Do you tend to buy foods with “light” or “lite” on the label? Do you know what makes a food “light”? Let’s check it out.
The Food and Drug Administration has set definitions for which foods can be called “light. (“Lite” has the same meaning.) If you really want to get into the details, they are laid out in Title 21 of the Code of Federal Regulations. I bet you just want the summary. I don’t blame you.
Here goes! There are three main criteria that any food (and the label) must follow in order to be called “light.”
First, there must be a “reference food.” All this means is that there is a comparable food on the market. The reference food is often another version of the same food from the same brand, or a similar food from a competing brand (think Campbell’s or Progresso). The reference food could also be a representative of that type of food (sort of like the average of the three most popular brands).
Second, there are the nutrition guidelines. A food can be called “light”:
- If 50% (or more) of the calories are from fat, the fat content (per serving size) is at least half of the original.
- If less than 50% of the calories are from fat, then the total number of calories must be at least 1/3 less (per serving size) than the original; OR the fat content must be less than half of the reference food.
Third, there are labeling guidelines. The label has to state what the reference food is and the percent that the calories or fat were reduced.
Let’s look at an example. Here’s part of the label from a “regular” yogurt.
And the same part of the label from a “light” yogurt from the same brand.

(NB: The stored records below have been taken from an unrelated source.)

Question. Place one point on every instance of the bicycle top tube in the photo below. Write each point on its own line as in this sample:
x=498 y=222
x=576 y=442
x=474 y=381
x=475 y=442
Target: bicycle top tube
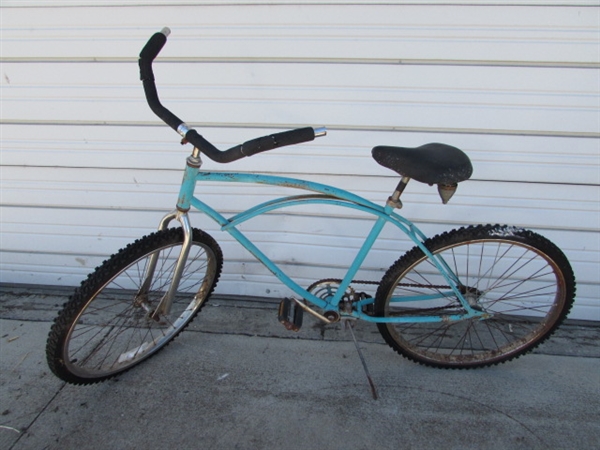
x=327 y=195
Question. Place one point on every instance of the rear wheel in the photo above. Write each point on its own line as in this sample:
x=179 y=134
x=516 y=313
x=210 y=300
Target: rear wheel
x=108 y=325
x=520 y=280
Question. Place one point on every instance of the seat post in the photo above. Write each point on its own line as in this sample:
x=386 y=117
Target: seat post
x=394 y=199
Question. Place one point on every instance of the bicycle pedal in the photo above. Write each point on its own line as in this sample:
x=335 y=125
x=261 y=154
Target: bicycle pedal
x=290 y=314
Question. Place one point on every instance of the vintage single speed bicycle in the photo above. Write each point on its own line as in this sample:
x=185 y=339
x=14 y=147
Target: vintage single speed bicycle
x=470 y=297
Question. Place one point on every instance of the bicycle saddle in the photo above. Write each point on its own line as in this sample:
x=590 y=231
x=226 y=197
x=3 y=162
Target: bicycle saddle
x=429 y=163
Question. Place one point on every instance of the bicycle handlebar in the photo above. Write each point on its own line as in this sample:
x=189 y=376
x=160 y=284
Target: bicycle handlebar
x=249 y=148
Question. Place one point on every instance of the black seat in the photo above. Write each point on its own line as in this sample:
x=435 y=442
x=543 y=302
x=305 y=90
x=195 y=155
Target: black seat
x=429 y=163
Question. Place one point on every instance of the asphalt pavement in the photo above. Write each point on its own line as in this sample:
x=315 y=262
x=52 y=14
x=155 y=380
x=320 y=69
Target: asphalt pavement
x=237 y=379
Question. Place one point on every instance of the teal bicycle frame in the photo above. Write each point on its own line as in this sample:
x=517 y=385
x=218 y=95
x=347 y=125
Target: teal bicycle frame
x=325 y=195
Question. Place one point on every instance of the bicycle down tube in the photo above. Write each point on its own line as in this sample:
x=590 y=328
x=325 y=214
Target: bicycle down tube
x=327 y=195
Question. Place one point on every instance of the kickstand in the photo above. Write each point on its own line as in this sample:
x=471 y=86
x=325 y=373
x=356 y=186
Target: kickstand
x=362 y=360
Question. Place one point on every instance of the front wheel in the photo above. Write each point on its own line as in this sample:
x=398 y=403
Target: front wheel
x=521 y=282
x=110 y=323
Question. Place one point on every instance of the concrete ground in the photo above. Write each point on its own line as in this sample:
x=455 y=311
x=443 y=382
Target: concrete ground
x=238 y=380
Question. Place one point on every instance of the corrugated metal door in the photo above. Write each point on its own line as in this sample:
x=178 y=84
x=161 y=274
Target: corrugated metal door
x=86 y=167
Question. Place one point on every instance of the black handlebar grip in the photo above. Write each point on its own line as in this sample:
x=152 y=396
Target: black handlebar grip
x=276 y=140
x=150 y=52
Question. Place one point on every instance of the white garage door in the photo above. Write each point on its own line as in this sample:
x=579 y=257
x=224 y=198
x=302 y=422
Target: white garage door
x=86 y=167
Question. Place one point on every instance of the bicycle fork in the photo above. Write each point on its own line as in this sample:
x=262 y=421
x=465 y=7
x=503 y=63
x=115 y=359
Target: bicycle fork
x=181 y=215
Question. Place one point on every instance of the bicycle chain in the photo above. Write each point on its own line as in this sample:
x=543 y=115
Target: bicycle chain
x=413 y=285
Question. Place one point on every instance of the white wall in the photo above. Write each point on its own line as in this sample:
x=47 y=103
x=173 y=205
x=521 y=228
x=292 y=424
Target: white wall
x=86 y=167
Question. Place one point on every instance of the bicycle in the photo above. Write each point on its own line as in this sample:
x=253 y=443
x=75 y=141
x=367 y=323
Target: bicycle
x=471 y=297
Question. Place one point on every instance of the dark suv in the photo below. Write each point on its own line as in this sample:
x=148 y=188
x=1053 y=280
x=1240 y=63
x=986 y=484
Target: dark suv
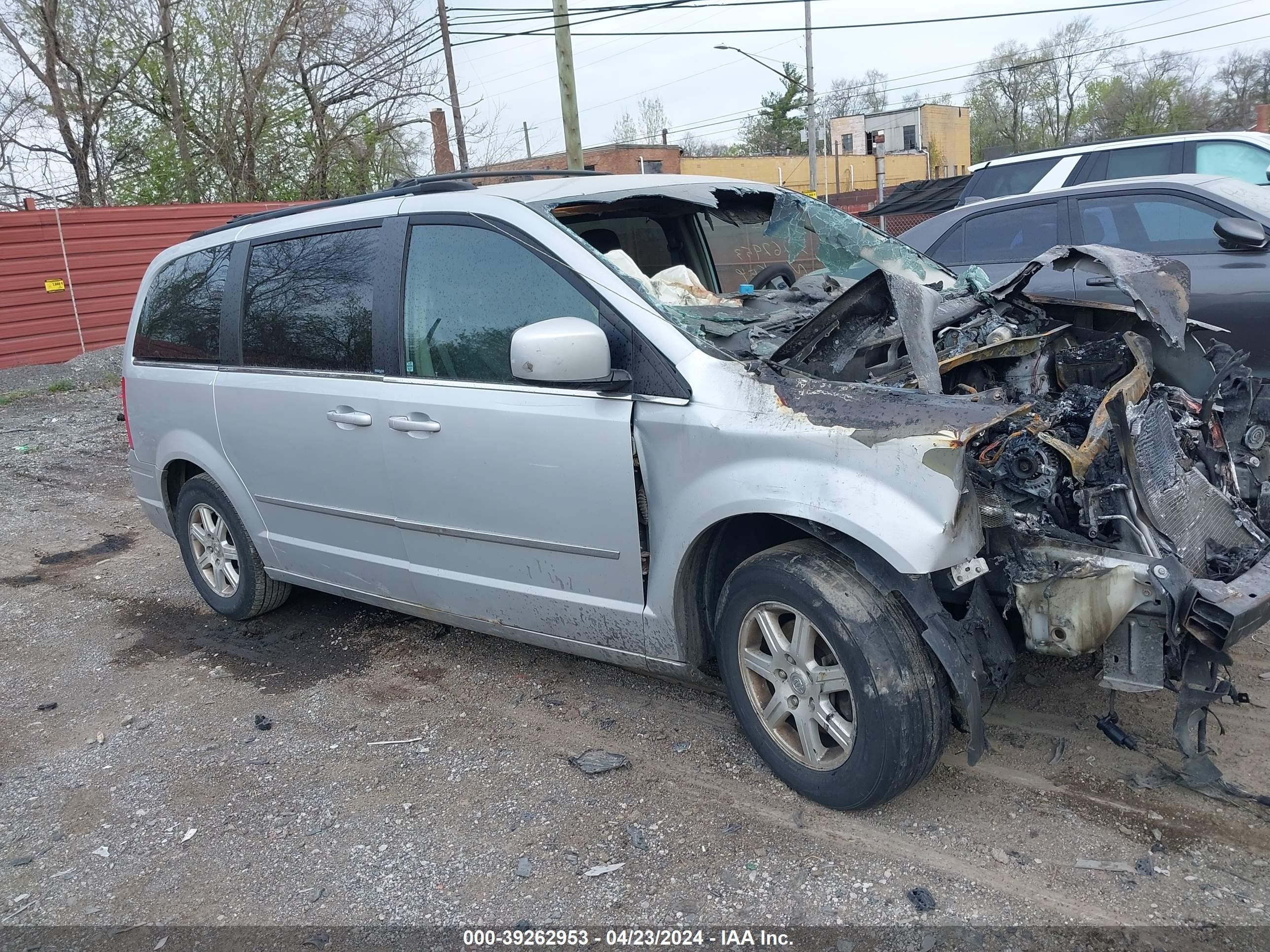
x=1217 y=226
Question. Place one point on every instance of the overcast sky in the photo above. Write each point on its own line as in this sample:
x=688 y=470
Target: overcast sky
x=711 y=89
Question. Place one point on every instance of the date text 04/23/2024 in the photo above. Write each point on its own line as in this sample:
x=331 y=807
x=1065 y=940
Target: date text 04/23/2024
x=651 y=938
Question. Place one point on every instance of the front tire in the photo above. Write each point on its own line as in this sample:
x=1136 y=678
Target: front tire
x=830 y=678
x=220 y=556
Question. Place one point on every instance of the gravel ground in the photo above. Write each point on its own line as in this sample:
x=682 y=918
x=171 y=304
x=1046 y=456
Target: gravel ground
x=148 y=796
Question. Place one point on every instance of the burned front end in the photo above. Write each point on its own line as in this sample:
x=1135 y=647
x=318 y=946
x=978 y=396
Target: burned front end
x=1119 y=489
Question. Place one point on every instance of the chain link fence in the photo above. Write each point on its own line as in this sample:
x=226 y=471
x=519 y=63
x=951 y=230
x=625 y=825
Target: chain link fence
x=897 y=224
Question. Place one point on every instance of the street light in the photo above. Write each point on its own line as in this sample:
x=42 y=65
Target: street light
x=806 y=87
x=779 y=73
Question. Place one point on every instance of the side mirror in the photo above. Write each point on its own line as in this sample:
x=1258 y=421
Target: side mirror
x=564 y=351
x=1240 y=233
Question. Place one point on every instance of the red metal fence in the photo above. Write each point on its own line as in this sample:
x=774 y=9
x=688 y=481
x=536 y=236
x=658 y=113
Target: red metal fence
x=68 y=277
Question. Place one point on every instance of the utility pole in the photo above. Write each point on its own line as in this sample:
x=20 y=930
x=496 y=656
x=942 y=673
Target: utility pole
x=454 y=87
x=568 y=89
x=881 y=159
x=811 y=104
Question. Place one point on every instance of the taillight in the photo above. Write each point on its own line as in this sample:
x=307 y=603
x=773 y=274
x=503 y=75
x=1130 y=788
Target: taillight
x=124 y=397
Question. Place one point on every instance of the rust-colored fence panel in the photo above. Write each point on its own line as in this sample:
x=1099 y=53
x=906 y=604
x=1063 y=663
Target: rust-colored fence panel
x=69 y=277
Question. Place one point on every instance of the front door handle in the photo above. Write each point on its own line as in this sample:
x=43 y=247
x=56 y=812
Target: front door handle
x=349 y=417
x=407 y=426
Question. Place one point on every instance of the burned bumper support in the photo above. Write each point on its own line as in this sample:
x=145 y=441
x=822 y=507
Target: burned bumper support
x=1223 y=612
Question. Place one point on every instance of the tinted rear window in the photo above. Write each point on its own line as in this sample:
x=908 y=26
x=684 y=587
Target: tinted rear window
x=1142 y=160
x=1009 y=179
x=309 y=303
x=1013 y=234
x=181 y=319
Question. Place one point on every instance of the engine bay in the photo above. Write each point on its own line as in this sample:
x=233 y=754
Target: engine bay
x=1119 y=490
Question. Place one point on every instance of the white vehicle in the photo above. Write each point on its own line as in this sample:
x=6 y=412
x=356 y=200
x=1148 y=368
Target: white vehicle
x=1238 y=155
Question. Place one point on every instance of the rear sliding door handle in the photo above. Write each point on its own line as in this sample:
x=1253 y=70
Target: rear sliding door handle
x=415 y=426
x=349 y=417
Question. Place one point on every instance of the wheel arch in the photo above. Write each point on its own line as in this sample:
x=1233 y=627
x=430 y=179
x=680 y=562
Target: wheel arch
x=183 y=455
x=717 y=551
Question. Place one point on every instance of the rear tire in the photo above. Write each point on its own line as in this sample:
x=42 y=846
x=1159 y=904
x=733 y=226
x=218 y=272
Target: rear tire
x=816 y=659
x=220 y=556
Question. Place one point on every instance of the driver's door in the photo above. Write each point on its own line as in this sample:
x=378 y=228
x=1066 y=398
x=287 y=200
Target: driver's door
x=516 y=503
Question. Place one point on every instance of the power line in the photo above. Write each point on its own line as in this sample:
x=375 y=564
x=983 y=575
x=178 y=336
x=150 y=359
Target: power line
x=731 y=118
x=799 y=30
x=971 y=75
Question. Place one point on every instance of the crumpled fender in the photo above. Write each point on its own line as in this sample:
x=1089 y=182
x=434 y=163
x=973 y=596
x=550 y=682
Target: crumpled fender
x=1159 y=287
x=955 y=649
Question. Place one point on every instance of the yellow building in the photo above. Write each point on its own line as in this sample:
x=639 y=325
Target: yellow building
x=939 y=134
x=834 y=174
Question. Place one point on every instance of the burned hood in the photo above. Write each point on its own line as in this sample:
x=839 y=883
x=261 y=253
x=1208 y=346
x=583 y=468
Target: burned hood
x=877 y=414
x=1159 y=287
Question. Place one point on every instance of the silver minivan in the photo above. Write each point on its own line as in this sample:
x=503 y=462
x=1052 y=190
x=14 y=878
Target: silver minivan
x=680 y=422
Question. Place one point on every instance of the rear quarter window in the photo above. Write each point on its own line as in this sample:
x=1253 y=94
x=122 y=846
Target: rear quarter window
x=181 y=319
x=1010 y=178
x=309 y=303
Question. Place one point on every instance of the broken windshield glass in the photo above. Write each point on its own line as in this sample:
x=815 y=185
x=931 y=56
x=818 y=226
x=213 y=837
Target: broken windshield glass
x=743 y=268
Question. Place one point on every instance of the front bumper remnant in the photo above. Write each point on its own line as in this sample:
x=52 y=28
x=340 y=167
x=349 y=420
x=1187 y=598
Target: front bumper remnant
x=1225 y=612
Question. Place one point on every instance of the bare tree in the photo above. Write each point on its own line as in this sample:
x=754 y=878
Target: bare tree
x=79 y=55
x=1004 y=97
x=855 y=96
x=1070 y=59
x=1150 y=94
x=645 y=126
x=1242 y=82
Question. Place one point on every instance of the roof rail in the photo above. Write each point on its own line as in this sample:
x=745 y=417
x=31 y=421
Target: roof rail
x=421 y=186
x=1103 y=142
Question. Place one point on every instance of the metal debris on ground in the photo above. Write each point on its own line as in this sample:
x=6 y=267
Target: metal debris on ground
x=1059 y=747
x=602 y=870
x=638 y=840
x=921 y=899
x=1105 y=865
x=599 y=761
x=1155 y=780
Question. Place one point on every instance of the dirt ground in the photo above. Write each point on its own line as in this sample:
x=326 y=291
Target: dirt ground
x=149 y=796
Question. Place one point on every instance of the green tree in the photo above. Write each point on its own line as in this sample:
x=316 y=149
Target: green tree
x=775 y=129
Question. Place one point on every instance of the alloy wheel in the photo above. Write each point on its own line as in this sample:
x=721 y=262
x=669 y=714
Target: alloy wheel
x=798 y=686
x=215 y=554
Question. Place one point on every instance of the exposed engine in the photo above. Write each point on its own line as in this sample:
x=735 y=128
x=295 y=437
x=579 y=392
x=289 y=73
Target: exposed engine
x=1116 y=462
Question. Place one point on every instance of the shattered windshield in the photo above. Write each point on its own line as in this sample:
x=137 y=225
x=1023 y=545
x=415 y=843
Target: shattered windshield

Here is the comparison of the nutrition labels:
|Calories from fat||15||0|
|Total fat||1.5 grams||0 grams|
|Cholesterol||10 milligrams||<5 milligrams|
|Sodium||85 milligrams||80 milligrams|
|Total carbohydrate||33 grams||16 grams|
|Sugars||26 grams||10 grams|
|Protein||5 grams||5 grams|
The light version has no fat, so we need to look at criteria #2 above (less than half the total calories come from fat). This means that the total calories per serving size needs to be at least 1/3 less (33%) than the total calories in the “reference food”. (Remember, the nutrition information here is per serving size.) In this case, the light version has 90 calories compared to 170 calories in the original version, which is about 47% less.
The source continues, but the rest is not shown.